Dice così il tipo... Be', allora si dà il caso che io non sono per
niente normale, hai capito? Non mi ci sento e soprattutto non me
ne frega niente! Sì, è così. E allora? L'hai capito o no,
portasfiga
che non sei altro... Ah, ma io lo so, ne sono certa... Tu avevi
pensato
fin dall'inizio che sarebbe accaduto tutto questo, vero? Da
quando è iniziata la nostra storia... Be', sai che ti dico brutto
jellatore
che non sei altro? A me non me ne frega proprio niente di
niente. Perché io sono pazza! Va bene? Sì, sono pazza. Pazza di
lui
è vero, e di tutto quello che avevo sognato. Quindi te lo dico
subito,
se ti incontro, io ti spacco la faccia. Anzi no, meglio. Visto che
proprio lui insisteva tanto su questo, ti faccio un terzo dan che
te
lo ricordi a vita. E poi tu non puoi neanche immaginare quanto io
lo abbia desiderato.
Capitolo 76.
L'infermiere di turno è seduto davanti a un monitor. È sempre
lo stesso. Finisce di battere qualcosa al computer e poi mi vede
entrare.
Mi riconosce. S'irrigidisce di botto. Poi allarga le braccia,
accenna
un mezzo sorriso come a dire-: "Certo, certo, non è l'orario
ma puoi entrare".
"Grazie." Mi viene da ridere. Ma non è giusto. Mi sento anche
un po' in colpa. E non solo per questo. Lo so. Non mi piace
cambiare
le regole con la violenza. Ma ho bisogno di vedere mia madre.
Ora che l'ho ritrovata. Percorro il corridoio in silenzio. Dalle
camere
ai lati mi arrivano respiri affannati e doloranti. Tutto intorno
un
odore di pulito e di lavande. Ma un non so che di falso.

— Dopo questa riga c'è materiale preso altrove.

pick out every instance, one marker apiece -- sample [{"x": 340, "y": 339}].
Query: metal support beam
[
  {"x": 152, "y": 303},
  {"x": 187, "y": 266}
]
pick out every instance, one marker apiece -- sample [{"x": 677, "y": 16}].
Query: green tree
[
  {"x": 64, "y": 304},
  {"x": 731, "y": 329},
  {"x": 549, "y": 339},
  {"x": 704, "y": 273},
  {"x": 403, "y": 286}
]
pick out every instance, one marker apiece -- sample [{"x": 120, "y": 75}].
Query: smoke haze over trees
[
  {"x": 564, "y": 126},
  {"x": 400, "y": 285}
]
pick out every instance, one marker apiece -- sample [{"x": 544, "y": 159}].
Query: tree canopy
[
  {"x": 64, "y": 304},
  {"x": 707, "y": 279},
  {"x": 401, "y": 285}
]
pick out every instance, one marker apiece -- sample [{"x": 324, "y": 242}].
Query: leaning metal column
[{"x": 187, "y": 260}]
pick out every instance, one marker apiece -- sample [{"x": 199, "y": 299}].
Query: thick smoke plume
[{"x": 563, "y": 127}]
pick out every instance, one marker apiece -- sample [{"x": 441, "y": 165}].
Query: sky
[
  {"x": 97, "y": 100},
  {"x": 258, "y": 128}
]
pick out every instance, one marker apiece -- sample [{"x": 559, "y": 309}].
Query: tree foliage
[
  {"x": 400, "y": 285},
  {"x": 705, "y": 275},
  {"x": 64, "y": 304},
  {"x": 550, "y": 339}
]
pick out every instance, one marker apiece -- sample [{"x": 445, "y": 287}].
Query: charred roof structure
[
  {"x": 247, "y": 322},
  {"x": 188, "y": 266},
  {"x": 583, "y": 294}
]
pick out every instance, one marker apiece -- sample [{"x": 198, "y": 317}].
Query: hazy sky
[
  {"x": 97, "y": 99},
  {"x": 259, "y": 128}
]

Un uomo
si
trascina in pigiama con la barba incolta e gli occhi spenti. Ha
sottobraccio
una "Gazzetta dello Sport" di un rosa accartocciato. Forse
l'acquisto da parte della sua squadra di un nuovo giocatore
potrebbe
in qualche modo riaccenderlo. Chissà. Nel dolore le cose più
semplici
e banali assumono un valore inaspettato. Tutto diventa un
qualsiasi
appiglio per la vita, un interesse che in qualche modo ci possa
distrarre. Eccola. Sta riposando. Persa in un cuscino molto più
grande
del suo piccolo viso. Mi vede e sorride.
"Ciao, Stefano..."
Prendo una sedia lì vicino e mi metto ai piedi del suo letto.
"Allora?"
Mi guarda interrogativa. So già a cosa allude.

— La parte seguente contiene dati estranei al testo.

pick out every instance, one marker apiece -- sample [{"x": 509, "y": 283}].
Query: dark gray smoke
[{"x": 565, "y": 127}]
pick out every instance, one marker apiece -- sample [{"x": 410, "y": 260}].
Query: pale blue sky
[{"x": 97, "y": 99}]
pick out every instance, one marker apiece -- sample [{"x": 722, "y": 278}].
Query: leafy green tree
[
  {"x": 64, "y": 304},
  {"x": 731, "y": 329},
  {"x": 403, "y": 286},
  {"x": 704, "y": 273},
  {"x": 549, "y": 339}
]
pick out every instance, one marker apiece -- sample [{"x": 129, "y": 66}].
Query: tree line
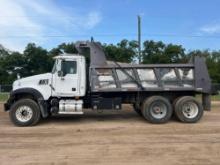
[{"x": 36, "y": 60}]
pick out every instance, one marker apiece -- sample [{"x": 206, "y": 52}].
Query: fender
[{"x": 38, "y": 97}]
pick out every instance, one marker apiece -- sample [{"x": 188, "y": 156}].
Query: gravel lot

"Niente, non ce l'ho fatta. Mi dispiace. Gliel'ho detto."
"E com'è andata?"
"Mi ha picchiato."
"Oh, finalmente una che ti mena. Hai scelto la strada più
difficile.
È una ragazza molto particolare? "
La descrivo.
"E ho una foto."
Gliela faccio vedere. È curiosa. Piccole rughe appaiono sul suo
viso. Poi un sorriso di sorpresa. Poi di nuovo un segno di dolore
da
qualche parte nel suo corpo, nascosta, ben nascosta. Purtroppo.

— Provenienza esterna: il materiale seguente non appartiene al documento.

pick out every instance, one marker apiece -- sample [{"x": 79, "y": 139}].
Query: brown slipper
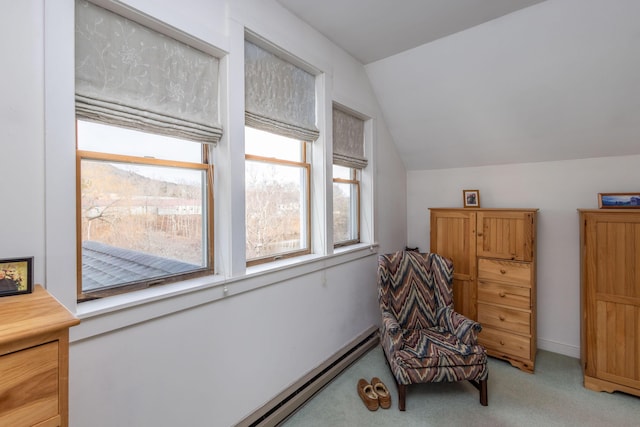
[
  {"x": 384, "y": 397},
  {"x": 368, "y": 396}
]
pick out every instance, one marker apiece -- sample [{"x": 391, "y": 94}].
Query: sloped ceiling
[{"x": 495, "y": 82}]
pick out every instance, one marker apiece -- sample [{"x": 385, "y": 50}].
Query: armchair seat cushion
[{"x": 434, "y": 347}]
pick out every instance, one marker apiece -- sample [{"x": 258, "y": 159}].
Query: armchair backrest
[{"x": 413, "y": 286}]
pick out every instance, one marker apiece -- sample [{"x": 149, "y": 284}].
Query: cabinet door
[
  {"x": 613, "y": 297},
  {"x": 453, "y": 236},
  {"x": 506, "y": 235}
]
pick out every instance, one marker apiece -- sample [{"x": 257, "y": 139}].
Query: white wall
[
  {"x": 558, "y": 189},
  {"x": 203, "y": 356}
]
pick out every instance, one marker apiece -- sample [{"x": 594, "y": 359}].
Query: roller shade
[
  {"x": 348, "y": 140},
  {"x": 279, "y": 96},
  {"x": 131, "y": 76}
]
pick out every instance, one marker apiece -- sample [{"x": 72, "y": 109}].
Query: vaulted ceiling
[{"x": 466, "y": 83}]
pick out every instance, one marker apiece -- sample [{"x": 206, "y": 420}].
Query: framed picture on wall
[
  {"x": 619, "y": 200},
  {"x": 471, "y": 198},
  {"x": 16, "y": 276}
]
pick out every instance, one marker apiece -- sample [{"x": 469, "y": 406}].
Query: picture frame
[
  {"x": 471, "y": 198},
  {"x": 16, "y": 276},
  {"x": 619, "y": 200}
]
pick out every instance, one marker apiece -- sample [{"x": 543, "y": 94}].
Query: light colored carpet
[{"x": 553, "y": 396}]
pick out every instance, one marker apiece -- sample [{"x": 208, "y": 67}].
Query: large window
[
  {"x": 346, "y": 205},
  {"x": 280, "y": 114},
  {"x": 144, "y": 211},
  {"x": 277, "y": 174},
  {"x": 348, "y": 161},
  {"x": 147, "y": 117}
]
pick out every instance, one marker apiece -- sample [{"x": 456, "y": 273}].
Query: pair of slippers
[{"x": 374, "y": 394}]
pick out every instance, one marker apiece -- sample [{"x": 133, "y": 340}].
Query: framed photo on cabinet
[
  {"x": 619, "y": 200},
  {"x": 471, "y": 198},
  {"x": 16, "y": 276}
]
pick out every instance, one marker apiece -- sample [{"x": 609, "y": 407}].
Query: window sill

"Ti devo dire una cosa..."
Mi preoccupo. Se ne accorge.
"No, Stefano. Non è niente d'importante... Cioè lo è, ma non
ti devi preoccupare."
Rimane per un po' in silenzio. Indecisa se dirmelo o no. Sembriamo
tornati a tanto tempo prima, quando io ero piccolo e lei,
lei stava bene. Mi faceva gli scherzi, mi nascondeva le cose, mi
prendeva
in giro, ci mettevamo a ridere. Mi viene da piangere. Non ci
voglio pensare.
"Allora, mamma, mi dici?"
"Io la conosco, Ginevra."
"La conosci?"
"Sì, hai molto gusto, cioè lei ha avuto molto gusto... insomma
è lei che ti ha scelto e tu hai combinato questo guaio..."
Preferisco non pensarci.
"Ma come la conosci? Cioè, come hai fatto?"